What it’s like
Driving up towards Lucknam Park, a much-garlanded country house hotel near Bath, the magnificent setting stopped me in my tracks: horses trotted past the grand Cotswold-stone mansion, flowers lit up the borders of the manicured lawns and the sound of traffic faded away into the distance.
The estate, set in 500 acres of parkland, was purchased by a shipping family in 1994, and the place now functions as a hotel, spa, equestrian centre and cookery school.
The school is set inside a cottage, a short stroll from the main hotel. The kitchen is rustic yet modern, designed to mimic a domestic kitchen so the dishes can easily be re-created at home. I was greeted by Ben Taylor, my teacher for the day, with an offer of coffee, homemade pastries and the chance to get to know my fellow course-goers.
What I learned
Ben’s knowledge of fish and shellfish is remarkable, from sourcing the best produce to creating intricate dishes using fresh seasonal ingredients. The general consensus among the group was that preparing and cooking fish is daunting, but by the end of our stint in the kitchen we’d made canapés, starters and mains using mussels, tiger prawns, lemon sole, lobster, sea bass and more.
We learned the proper way to fillet fish, which many of us had never attempted before.
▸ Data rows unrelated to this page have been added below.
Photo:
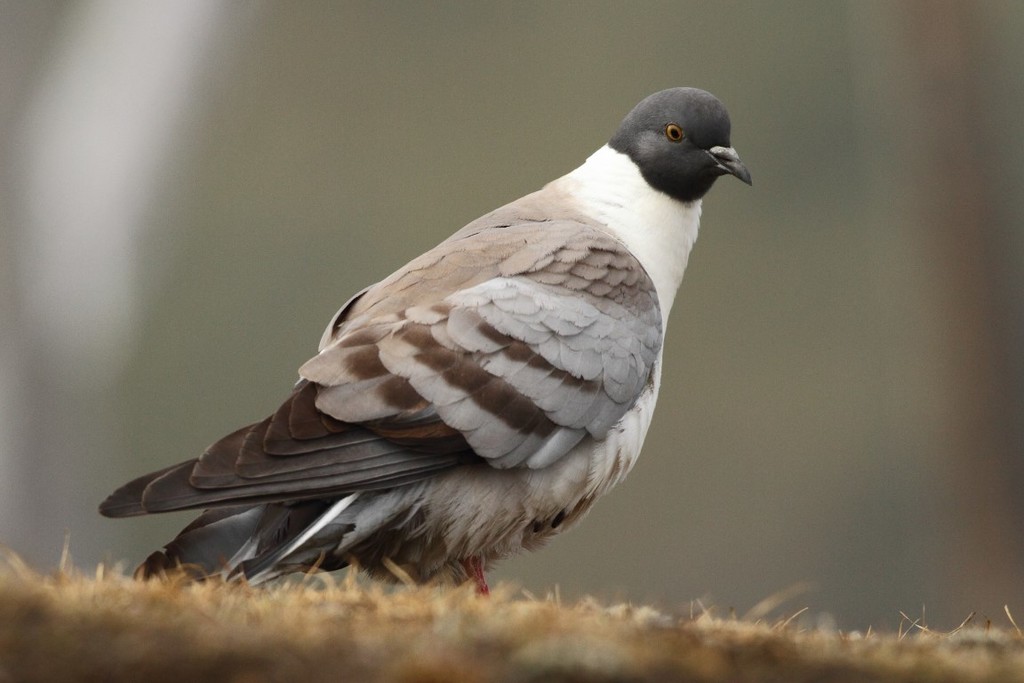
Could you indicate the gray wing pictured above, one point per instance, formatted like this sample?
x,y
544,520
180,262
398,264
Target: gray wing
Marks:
x,y
508,344
555,344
The highlight for me was when Ben showed us how to smoke fish using cooking utensils found in a domestic kitchen – two pans, foil and a cooling rack are all you need. It’s something I’ll definitely be trying at home. We used this method to make tea-smoked mackerel rillettes on croutons.
Other dishes on the menu included grilled mackerel, chorizo and black olive couscous; tiger prawn and mussel stir-fry; prawn hot and sour soup; and lemon sole à la meunière. We greedily tucked into our fishy feast for lunch.
This course has take-away value, whatever your skill level. Ben’s excellent guidance led to great-tasting results, and each of us took home several recipes – as well as some fresh fish to get us started.